Suppose also, for concreteness, that you have a class 8 SDHC card
and that it has a (fairly low) 16-kilobyte block size.
Then you can write 8 MB/s, or 512 blocks per second.
Without wear-leveling, and assuming failure after 100,000 writes,
this leaves you only 195 seconds, or just over three minutes,
before failure.
Of course, this is a worst-case scenario.
With wear-leveling,
the failure-time is closer to 100,000 writes
times the number of unused blocks.
Say you have 1 GB, or 65,536 blocks, available for wear-leveling.
In this case, you get (roughly) 65,536 times this amount of time,
or about 24 years of constant swapping.
Since you probably won't be constantly swapping for 24 years,
this won't likely be the cause of premature flash-demise.
Something much more likely to be a problem is
the logging of access times of files.
Whenever a file is read, its access time is updated
unless the filesystem is mounted with the noatime option.
This requires one block to be written every time a file is read.
Journaling filesystems like ext3 and ext4
write extra data to an on-medium journal upon each write.

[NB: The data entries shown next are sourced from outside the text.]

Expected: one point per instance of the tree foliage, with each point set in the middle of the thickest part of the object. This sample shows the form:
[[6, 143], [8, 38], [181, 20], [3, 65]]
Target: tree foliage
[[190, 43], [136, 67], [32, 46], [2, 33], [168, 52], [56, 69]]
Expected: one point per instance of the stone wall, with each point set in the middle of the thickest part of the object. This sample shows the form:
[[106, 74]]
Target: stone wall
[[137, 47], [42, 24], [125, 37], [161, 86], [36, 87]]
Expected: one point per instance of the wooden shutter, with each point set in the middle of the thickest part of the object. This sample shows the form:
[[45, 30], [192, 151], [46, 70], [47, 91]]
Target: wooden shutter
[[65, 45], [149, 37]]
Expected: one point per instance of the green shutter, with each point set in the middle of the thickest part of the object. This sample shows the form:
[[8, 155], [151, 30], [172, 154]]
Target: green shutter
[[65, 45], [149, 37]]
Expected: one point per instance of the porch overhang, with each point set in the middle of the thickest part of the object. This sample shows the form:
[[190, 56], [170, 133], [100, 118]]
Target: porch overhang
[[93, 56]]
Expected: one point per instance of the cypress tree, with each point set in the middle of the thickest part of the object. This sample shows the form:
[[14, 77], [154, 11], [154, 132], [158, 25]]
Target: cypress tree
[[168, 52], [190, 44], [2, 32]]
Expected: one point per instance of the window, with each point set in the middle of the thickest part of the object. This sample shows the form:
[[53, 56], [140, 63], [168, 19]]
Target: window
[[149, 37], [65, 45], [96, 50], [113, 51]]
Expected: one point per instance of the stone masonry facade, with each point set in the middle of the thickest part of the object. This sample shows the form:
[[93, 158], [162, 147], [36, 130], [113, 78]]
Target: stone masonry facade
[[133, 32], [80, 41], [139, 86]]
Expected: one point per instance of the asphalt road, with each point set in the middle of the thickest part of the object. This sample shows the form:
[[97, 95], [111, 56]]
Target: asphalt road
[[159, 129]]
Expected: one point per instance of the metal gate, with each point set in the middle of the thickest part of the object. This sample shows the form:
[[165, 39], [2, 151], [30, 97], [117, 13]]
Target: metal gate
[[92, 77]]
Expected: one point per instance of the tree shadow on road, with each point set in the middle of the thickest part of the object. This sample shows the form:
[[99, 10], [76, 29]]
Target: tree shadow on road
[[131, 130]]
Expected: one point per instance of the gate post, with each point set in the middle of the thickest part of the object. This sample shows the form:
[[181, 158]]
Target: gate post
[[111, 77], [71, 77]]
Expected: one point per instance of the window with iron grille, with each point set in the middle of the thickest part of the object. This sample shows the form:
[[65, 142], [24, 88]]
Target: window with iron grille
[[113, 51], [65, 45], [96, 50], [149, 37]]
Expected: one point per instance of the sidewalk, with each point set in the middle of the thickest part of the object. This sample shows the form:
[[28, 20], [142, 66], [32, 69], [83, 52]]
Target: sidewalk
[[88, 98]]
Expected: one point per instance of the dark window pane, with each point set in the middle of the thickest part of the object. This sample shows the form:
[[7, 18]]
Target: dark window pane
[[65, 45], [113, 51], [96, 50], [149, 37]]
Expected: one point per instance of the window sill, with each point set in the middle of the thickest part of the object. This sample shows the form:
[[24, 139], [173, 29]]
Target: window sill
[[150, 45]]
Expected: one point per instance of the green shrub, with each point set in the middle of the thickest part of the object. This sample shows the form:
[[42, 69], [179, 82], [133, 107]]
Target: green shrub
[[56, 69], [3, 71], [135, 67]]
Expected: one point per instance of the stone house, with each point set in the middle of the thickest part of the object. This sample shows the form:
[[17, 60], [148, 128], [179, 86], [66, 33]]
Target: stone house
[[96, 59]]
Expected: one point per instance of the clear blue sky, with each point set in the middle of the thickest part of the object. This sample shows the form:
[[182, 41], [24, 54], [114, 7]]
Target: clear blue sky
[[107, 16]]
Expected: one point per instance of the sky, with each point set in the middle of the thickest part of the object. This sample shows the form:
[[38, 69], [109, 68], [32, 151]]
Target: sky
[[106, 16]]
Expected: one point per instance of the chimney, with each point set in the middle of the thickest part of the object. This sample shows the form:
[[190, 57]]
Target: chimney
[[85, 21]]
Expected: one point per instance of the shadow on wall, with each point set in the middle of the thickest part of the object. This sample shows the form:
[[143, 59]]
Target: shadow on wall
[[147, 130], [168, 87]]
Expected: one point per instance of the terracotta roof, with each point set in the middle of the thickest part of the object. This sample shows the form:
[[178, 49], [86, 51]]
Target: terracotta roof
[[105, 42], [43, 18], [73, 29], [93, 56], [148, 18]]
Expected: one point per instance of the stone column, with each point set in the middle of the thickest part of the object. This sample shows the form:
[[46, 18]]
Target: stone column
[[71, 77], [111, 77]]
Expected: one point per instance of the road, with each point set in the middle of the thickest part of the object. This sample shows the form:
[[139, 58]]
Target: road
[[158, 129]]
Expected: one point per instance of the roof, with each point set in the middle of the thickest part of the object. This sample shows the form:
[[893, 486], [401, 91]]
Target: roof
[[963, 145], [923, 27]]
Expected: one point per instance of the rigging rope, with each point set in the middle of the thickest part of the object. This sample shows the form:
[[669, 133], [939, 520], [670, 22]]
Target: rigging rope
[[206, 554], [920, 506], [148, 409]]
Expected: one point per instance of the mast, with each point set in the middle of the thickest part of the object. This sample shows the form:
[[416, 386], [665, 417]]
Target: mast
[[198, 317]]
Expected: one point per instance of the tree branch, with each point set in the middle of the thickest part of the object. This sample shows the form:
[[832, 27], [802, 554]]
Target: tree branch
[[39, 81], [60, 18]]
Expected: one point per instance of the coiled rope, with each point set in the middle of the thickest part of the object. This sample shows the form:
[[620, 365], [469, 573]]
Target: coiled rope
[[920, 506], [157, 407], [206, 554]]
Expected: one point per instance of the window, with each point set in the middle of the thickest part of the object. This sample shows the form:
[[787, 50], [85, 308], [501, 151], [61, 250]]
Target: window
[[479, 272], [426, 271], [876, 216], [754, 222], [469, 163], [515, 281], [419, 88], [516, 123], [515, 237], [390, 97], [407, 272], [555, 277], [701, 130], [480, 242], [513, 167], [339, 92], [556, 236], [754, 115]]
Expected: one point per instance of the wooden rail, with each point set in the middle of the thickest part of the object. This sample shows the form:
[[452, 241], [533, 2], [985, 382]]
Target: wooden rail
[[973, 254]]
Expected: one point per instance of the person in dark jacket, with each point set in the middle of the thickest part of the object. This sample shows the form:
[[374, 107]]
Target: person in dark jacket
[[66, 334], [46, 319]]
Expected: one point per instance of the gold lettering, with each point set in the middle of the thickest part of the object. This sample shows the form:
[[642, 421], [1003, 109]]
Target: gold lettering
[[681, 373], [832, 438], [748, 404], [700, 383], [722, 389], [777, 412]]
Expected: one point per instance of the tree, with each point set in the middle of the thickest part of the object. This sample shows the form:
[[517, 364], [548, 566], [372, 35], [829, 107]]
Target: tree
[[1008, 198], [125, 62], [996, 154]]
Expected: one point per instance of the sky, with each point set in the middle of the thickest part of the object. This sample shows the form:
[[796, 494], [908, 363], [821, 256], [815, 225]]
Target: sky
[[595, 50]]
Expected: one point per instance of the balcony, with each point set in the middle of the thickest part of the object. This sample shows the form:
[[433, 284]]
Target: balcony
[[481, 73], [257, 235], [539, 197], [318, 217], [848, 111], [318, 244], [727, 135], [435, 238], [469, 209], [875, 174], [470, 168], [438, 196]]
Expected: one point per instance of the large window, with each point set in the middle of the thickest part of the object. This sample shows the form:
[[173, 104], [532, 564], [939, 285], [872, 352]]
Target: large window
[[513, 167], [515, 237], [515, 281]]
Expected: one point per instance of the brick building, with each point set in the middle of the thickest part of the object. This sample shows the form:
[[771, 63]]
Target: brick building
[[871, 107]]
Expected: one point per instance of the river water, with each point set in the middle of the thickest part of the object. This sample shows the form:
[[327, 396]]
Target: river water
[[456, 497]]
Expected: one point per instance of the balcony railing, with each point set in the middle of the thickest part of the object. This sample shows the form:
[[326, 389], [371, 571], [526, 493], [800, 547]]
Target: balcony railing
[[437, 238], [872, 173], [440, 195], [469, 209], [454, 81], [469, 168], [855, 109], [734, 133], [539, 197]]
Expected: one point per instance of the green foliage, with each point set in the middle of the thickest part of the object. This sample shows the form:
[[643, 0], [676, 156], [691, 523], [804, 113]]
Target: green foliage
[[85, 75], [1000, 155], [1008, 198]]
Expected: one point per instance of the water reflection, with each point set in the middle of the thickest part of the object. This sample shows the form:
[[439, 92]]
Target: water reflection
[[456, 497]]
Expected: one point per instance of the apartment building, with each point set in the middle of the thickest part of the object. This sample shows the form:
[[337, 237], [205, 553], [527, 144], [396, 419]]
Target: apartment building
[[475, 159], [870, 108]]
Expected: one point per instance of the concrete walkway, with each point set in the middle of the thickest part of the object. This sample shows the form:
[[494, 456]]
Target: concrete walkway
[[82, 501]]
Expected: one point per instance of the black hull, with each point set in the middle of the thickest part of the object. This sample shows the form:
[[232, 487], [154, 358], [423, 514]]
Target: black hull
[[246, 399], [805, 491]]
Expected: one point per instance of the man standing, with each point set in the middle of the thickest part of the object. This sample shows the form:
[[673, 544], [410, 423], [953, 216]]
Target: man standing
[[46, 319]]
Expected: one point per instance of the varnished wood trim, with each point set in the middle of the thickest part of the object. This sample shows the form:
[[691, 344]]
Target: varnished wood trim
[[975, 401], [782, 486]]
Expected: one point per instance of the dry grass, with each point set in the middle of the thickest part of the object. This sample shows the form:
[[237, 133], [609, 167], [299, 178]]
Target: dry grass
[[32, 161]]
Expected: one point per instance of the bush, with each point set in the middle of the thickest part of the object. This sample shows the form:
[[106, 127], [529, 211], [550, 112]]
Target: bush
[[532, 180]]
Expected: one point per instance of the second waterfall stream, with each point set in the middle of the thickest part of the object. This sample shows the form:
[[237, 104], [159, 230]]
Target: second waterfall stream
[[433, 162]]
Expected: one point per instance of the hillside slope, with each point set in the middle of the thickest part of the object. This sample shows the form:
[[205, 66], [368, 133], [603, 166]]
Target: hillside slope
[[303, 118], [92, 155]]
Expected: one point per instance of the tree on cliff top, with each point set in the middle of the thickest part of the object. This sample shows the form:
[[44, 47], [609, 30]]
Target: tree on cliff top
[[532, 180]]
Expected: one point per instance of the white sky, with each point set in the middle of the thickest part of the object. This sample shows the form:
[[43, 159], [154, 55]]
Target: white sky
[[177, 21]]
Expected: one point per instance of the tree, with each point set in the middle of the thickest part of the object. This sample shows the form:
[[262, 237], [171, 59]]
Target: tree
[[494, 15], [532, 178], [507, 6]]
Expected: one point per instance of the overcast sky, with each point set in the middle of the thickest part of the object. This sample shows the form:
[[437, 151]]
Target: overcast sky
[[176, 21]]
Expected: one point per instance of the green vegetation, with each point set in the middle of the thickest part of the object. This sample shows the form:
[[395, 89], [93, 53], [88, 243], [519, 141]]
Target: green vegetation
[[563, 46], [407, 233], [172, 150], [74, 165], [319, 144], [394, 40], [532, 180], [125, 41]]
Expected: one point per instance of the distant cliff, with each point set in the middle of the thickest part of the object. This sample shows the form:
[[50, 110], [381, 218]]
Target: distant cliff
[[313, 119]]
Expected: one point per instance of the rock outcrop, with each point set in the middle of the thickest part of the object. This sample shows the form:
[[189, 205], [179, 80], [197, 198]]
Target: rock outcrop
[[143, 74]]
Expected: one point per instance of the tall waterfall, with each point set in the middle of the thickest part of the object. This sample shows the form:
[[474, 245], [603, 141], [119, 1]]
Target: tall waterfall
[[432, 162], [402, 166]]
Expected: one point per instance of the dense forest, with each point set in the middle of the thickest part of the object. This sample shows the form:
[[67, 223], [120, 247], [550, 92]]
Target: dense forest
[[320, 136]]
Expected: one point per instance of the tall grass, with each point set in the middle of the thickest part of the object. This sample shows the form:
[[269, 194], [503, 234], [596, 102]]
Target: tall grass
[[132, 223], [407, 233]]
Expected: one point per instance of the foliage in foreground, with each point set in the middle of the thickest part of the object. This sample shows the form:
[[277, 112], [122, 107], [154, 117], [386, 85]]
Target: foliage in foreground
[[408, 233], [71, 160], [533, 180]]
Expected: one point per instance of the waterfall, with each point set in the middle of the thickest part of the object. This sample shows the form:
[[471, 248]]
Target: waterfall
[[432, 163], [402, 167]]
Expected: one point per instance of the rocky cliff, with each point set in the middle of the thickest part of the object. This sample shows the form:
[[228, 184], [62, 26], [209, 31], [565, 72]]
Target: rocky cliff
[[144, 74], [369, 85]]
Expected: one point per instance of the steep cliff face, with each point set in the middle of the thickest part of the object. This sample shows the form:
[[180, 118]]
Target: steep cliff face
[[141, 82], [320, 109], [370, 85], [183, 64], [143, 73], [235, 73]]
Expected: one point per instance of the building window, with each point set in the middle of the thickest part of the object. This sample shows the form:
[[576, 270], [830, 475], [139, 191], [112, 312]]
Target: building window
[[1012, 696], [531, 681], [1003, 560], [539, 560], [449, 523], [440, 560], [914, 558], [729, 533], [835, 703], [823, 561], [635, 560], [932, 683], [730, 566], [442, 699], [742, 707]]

Some filesystems (e.g. ext2 or FFS) do not support journaling.
Using these filesystems
(or turning off journaling in others)
definitely improves the longevity of flash media,
but reduces data reliability in case of power loss
or media-removal.
I don't think that system logs will in general
contribute much to the death of flash media,
as the only files in my /var/log
that have changed in the past month
are btmp, wtmp, and lastlog.